Decision Pathway Clarity

On a well-designed dashboard, each metric should have a predefined path towards a solution. If a denial rate rises above certain thresholds, what is next on the list? If a backlog in authorizations occurs, who is notified and through what channels?

These are more workflow design questions than anything else, but having these predefined steps helps streamline operations.

Real-time Visibility

“Real-time” doesn’t necessarily mean live data here. Is it timely?

At TempDev, we do once-a-day BI data pulls with our NextGen reporting dashboards, a deliberate design choice that protects production system performance while still delivering timely, actionable insight. 

Not every metric needs hourly updates. What matters is that the right information reaches the right person on a cadence that allows them to act. For revenue cycle and operational performance, same-day visibility is usually sufficient. The goal is timeliness without disruption.

Drill-down transparency

One of the biggest requests we receive and build for our clients is the ability to go beyond the summary number. Our BI dashboards are paired with drill-down access to low-level transaction data, so leaders can see exactly where a figure comes from. This transparency builds trust in the numbers, surfaces issues that aggregate metrics can mask, and gives teams the tools to investigate and resolve problems directly. It’s not just about visibility. It’s about verifiability.

How To Connect Your Dashboard to Operations

The ability to build well-designed healthcare dashboards has been around for a while. But connecting it to the operations is where the harder work is.

Workflows Integration

The first thing we consider when integrating a dashboard with operations is whether a client has multiple workflows. This matters because each workflow may have its own data sources, team owners, and performance metrics, and a dashboard that tries to serve all of them without a clear structure quickly becomes more noise than insight.

Workflow integration also means the data itself is organized correctly and fed smoothly into the dashboard. Any inaccuracies and inconsistencies will affect the reliability of the data displayed and reported.

Structure Accountability Framework

Technology supports accountability, but doesn’t create it. Therefore, before implementing a dashboard, it is necessary to identify who is responsible for which metric and whether it aligns with other processes within the organization.

Accountability structures are also essential for escalation: if a certain metric crosses a certain threshold, a tiered reporting approach enhances timely investigation and action.

How To Rethink Reporting as Infrastructure

Organizations that are seeing consistent results with their dashboards have reframed what reporting looks like. Reporting isn't a deliverable to be produced and delivered to an inbox – it is an infrastructure that supports operational and financial decision-making at every organizational level.

This mindset shift is central to a mature healthcare analytics strategy. Instead of asking “What report do we need?”, the right question to ask is “Which decision is supposed to be made, and what data is needed to make it?” Never forget: workflow design comes before technology implementation.

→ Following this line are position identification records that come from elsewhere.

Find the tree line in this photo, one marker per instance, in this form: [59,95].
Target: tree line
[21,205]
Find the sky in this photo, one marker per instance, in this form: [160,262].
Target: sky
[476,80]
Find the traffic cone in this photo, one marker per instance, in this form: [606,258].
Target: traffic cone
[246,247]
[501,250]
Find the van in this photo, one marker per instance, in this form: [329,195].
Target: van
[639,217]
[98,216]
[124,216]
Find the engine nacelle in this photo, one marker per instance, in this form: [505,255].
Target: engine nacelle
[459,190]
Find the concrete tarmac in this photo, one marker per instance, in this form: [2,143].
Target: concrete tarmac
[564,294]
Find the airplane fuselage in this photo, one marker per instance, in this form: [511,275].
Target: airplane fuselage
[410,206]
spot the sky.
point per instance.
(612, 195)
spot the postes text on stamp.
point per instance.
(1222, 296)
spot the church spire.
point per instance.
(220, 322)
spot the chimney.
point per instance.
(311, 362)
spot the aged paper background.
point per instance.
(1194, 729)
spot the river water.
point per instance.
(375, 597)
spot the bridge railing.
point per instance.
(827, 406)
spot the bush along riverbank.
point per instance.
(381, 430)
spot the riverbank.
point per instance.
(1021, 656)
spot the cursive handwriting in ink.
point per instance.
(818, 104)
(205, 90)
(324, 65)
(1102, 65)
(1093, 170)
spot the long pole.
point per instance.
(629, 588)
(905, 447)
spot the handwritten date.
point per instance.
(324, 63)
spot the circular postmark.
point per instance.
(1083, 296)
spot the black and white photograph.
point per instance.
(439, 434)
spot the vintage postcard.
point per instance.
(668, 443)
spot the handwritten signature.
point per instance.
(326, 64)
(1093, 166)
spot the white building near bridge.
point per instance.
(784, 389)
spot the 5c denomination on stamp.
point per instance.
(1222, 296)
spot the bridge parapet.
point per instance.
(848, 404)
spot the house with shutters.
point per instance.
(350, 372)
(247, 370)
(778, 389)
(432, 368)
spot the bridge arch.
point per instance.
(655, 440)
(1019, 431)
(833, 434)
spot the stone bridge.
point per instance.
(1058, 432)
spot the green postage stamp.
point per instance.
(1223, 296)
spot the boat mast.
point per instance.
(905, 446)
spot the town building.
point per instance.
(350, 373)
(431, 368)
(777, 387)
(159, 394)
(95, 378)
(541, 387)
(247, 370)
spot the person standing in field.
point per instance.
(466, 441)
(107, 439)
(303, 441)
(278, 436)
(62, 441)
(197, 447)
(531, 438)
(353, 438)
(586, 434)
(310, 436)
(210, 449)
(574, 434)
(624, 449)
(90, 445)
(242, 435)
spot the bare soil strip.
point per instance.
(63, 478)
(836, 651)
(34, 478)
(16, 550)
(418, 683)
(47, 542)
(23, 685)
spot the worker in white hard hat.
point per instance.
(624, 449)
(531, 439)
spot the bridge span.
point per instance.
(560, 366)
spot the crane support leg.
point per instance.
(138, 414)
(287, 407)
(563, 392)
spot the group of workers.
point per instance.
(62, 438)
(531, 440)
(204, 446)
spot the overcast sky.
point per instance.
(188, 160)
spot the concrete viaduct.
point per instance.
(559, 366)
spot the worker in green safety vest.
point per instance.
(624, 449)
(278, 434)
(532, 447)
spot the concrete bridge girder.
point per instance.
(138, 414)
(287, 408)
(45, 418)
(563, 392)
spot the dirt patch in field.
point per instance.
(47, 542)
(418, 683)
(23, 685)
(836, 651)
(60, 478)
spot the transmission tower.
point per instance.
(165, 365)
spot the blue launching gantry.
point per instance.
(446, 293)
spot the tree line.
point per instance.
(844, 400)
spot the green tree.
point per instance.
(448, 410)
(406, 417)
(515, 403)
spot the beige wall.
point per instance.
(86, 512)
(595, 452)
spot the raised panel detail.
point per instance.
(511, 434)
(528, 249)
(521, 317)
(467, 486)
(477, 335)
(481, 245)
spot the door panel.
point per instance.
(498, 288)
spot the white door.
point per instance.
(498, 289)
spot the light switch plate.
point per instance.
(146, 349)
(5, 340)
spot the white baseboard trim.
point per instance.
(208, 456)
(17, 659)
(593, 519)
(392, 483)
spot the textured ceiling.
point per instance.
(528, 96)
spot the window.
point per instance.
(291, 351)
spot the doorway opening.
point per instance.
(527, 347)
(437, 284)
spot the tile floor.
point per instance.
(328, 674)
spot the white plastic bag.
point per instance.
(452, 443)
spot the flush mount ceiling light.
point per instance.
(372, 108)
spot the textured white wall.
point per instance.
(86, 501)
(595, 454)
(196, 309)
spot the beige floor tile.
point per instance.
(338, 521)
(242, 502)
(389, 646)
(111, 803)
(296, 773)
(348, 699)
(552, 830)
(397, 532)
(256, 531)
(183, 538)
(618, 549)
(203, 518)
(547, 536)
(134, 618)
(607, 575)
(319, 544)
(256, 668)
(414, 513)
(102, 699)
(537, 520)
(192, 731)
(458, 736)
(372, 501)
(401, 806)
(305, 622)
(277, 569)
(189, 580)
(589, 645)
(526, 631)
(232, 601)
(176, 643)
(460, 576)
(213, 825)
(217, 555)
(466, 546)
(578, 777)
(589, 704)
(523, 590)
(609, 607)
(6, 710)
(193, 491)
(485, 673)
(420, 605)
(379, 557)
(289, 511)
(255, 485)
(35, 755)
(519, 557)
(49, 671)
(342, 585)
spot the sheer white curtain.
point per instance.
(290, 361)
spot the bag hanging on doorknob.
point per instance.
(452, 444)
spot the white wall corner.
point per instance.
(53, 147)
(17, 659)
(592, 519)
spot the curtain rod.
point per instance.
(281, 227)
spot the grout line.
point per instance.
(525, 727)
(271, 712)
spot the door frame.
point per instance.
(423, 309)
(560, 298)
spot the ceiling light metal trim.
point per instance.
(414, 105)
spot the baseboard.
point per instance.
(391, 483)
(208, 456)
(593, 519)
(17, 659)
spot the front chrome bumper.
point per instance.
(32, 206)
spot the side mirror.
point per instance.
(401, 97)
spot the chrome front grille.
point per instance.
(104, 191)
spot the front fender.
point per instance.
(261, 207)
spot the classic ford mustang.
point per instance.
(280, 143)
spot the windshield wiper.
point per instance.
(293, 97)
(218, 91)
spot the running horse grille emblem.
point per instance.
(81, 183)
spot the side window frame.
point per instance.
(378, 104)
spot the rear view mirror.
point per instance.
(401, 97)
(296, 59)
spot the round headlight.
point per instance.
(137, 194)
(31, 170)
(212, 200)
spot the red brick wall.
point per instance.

For organizations running on our NextGen EPM/EHR platforms, this infrastructure starts with the right configuration. What metrics should the platform generate? How will they feed into the report? Are all the necessary data collection procedures in place? Answering these questions makes sure that dashboards are useful.

Then, to move from static reporting to operational business intelligence, all that is required is connecting the data to the right roles at the right time. That isn't difficult. But it requires clear thinking and a willingness to assess and design the existing workflows.

Let's Help You Close that Reporting Gap

As long as reporting doesn't generate actionable insights, there’s a gap that needs closing. But it won't be fixed by changing the software, but by rethinking what the software needs to do.